For Pituitary Tumors, a Full Court Press
Monica Cisternelli had no inkling of the mass stealthily enlarging in her brain until her right peripheral vision plummeted, seemingly overnight. Referred by her local physician to the Wilmer Eye Institute, the 38-year-old marine biologist was stunned at how quickly neuro-ophthalmologist Paul Hoffman nailed the problem. “Within 30 seconds,” recalls Cisternelli, “he said, ‘I know exactly what you have.’”

An MRI confirmed what Hoffman had deduced—the presence of a large pituitary tumor stretching her optic nerve—and Cisternelli suddenly found herself transformed from a woman who “was never sick, never went to a doctor, never took medication” to a patient needing the expertise of a cadre of subspecialists.

Estimated to occur in one of every 10 people, pituitary growths are almost invariably benign and often clinically insignificant, says endocrinologist Roberto Salvatori. Still, some wreak havoc. They can suppress hormone secretion or launch excess hormone production, producing symptoms that range from the common (fatigue, headaches, sleep loss) to the odd (hirsutism, temper outbursts, changes in facial features). And since not all pituitary tumors are visible on imaging, their diagnosis demands not only adeptness at interpreting their heterogeneous signs but a battery of detailed blood and urine hormone tests. Treatment, which must be tailored to tumor type and size as well as the patient’s age and overall health, spans medical management, radiotherapy and surgery.

In more than two-thirds of cases, Salvatori and fellow endocrinologist Gary Wand can monitor patients for signs of progression or keep their tumors in check with medication. It was for patients like Cisternelli, however, that Salvatori co-founded Hopkins’ Pituitary Tumor Center to ensure that what can be highly complex care is well coordinated.

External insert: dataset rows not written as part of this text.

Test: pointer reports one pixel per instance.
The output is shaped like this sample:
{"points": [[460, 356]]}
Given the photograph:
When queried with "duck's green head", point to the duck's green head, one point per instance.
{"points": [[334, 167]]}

Cisternelli’s evaluations by Hoffman and Salvatori showed a 4-centimeter growth-hormone-secreting adenoma that had to be removed, meaning her next consultation would be with Henry Brem.

The director of neurosurgery, Brem heads a surgical team fully versed in the intricacies of operating on the pea-size gland that hangs just below the optic nerves. Among their options for resecting microadenomas (tumors smaller than 1 centimeter) are a new endoscopic technique that allows the surgeon to view and remove the mass via an incision in the lining of the nose, and the transsphenoidal hypophysectomy, in which the surgeon makes an incision behind the upper lip and drills a hole through the sphenoid bone. Today, Brem and his group use intraoperative MRI and intraoperative computer navigation to monitor their progress.

For macroadenomas such as Cisternelli’s, removal is trickier. Brem, who believes in starting with the least aggressive mode whenever possible, first debulked her tumor in a transsphenoidal operation. Several months later, because the stiff capsule that had surrounded the growth was still compressing her optic nerve, he performed a craniotomy to remove the remaining husk.

Now, Cisternelli sees Salvatori every six months for follow-up, has a semiannual MRI, and adheres to her regimen of hormone replacement therapy and monthly injections aimed at preventing tumor regrowth and controlling its hormone over-production. “There was some residual tumor after the second surgery,” she says, “but so far, it’s stable. I’m trying everything to avoid radiation therapy.”